Played by the right actor, self-absorbed, long-winded, and dull becomes completely hilarious. Check out the scene where Hamlet's directing the players (actors). Polonius is hilarious. When one of the players delivers a heart-wrenching speech about Priam's death, Polonius interrupts to say (and we are not making this up), "This is too long" (2.2.523) (Admit it: you were thinking it, too.)
He also cuts in at their use of the words "mobled queen" to say "Oh, that's good; 'mobled queen' is good." Basically, this is SNL-type humor: Shakespeare is using Polonius to mock his less sophisticated audience members, whose theatrical tastes are less developed than the ideal playgoer. (Brain Snack: you're not alone in thinking that "mobled" is a bizarre word, even for Shakespeare. Some editors substitute the word "ennobled.")

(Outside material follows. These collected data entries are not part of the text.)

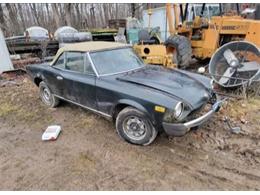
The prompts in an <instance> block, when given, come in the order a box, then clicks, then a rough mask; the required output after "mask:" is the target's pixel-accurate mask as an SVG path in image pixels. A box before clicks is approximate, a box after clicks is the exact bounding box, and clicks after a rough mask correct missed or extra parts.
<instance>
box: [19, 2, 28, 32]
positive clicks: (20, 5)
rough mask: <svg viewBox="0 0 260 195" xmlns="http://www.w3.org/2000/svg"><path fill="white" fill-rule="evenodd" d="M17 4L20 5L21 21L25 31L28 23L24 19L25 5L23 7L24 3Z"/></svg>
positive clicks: (20, 15)
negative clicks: (23, 13)
mask: <svg viewBox="0 0 260 195" xmlns="http://www.w3.org/2000/svg"><path fill="white" fill-rule="evenodd" d="M17 5H18V13H19V15H20V18H21V22H22V27H23V31H25V29H26V25H25V21H24V15H23V7H22V4H20V3H18V4H17Z"/></svg>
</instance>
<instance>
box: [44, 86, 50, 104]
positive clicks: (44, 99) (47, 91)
mask: <svg viewBox="0 0 260 195" xmlns="http://www.w3.org/2000/svg"><path fill="white" fill-rule="evenodd" d="M42 97H43V100H44V101H45V102H46V103H48V104H49V103H50V99H51V92H50V90H49V89H48V88H44V89H43V91H42Z"/></svg>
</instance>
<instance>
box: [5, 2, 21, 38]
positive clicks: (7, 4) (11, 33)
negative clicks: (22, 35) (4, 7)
mask: <svg viewBox="0 0 260 195" xmlns="http://www.w3.org/2000/svg"><path fill="white" fill-rule="evenodd" d="M6 8H7V11H8V14H9V18H10V20H11V23H12V25H13V28H12V29H11V30H12V31H11V34H12V35H15V34H19V33H20V31H19V23H18V20H17V17H16V14H15V12H14V10H13V7H12V5H11V4H10V3H6Z"/></svg>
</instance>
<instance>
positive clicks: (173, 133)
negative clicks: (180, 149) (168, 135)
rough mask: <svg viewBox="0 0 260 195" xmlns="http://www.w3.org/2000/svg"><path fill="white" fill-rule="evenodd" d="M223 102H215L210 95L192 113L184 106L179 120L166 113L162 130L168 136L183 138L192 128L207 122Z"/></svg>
mask: <svg viewBox="0 0 260 195" xmlns="http://www.w3.org/2000/svg"><path fill="white" fill-rule="evenodd" d="M224 101H225V100H217V97H216V95H212V97H211V98H210V99H209V100H208V101H207V102H206V103H205V104H203V105H202V106H200V107H199V108H197V109H194V110H192V111H191V110H189V107H188V106H184V107H183V112H182V114H181V116H180V117H179V118H177V117H176V116H175V115H174V114H170V111H167V112H166V113H165V116H164V119H163V123H162V126H163V129H164V130H165V132H166V133H167V134H168V135H172V136H183V135H185V134H186V133H187V132H188V131H190V130H191V129H192V128H195V127H199V126H200V125H202V124H203V123H205V122H206V121H208V120H209V119H210V118H211V117H212V116H213V114H214V113H215V112H218V111H219V109H220V107H221V106H222V104H223V102H224ZM172 113H174V111H172Z"/></svg>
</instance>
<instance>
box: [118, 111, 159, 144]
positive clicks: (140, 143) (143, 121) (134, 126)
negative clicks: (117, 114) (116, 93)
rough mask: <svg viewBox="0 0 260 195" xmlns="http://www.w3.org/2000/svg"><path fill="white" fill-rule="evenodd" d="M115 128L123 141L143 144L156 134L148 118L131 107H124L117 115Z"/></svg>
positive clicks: (151, 138)
mask: <svg viewBox="0 0 260 195" xmlns="http://www.w3.org/2000/svg"><path fill="white" fill-rule="evenodd" d="M116 130H117V133H118V134H119V136H120V137H121V138H123V139H124V140H125V141H127V142H129V143H131V144H136V145H144V146H145V145H149V144H151V143H152V142H153V141H154V140H155V138H156V136H157V134H158V131H157V130H156V129H155V127H154V126H153V124H152V122H151V121H150V119H149V118H148V117H147V116H146V115H145V114H144V113H143V112H141V111H140V110H137V109H135V108H133V107H126V108H124V109H123V110H122V111H121V112H120V113H119V114H118V115H117V118H116Z"/></svg>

It's weird, then, that Polonius gets some of the play's most famous lines. Quoted out of context, they even sound like good advice. "Neither a borrower or a lender be"? Sure, we can get behind that. "To thine own self be true"? Yep, that also sounds like pretty solid advice.
But, given that Polonius is the one telling us/ Laertes these little tidbits of wisdom, are we supposed to take it seriously? Is Shakespeare actually making fun of this cheery, cliché, How to Win Friends and Influence People type of early self-help? (You just know Polonius would have written a self-help book.)
As comical and ridiculous as Polonius is, his elaborate attempts to keep tabs on Laertes and Ophelia remind us that fathers can't always be trusted to care for their children. This is especially true when Polonius pays Reynaldo to spread rumors about Laertes so that Laertes will confide in Reynaldo, who can then report back to Polonius (2.1.). Yikes!
Polonius is also all-too willing to use his daughter to get in good with the king —with disastrous consequences. His manipulative tactics leave Ophelia open to Hamlet's abuse and are probably partly to blame for Ophelia's tragic end. Brain Snack: Polonius isn't the only Shakespearean father to use his daughter in order to manage his relationships with other men. The "Comedy" plays are full of fathers who use their daughters as bartering tools. (Check out, for example, Baptista Minola in The Taming of the Shrew.)
We don't think that anyone deserves to die, particularly not by being stabbed when they're just innocently hiding behind a curtain to eavesdrop on a private convo between a mom and son. But, given Polonius' tone-deaf advice, nasty habit of spying on pretty much everyone, and his obsequious sucking-up to the king—we can't exactly say we're surprised when he meets his end in just that way.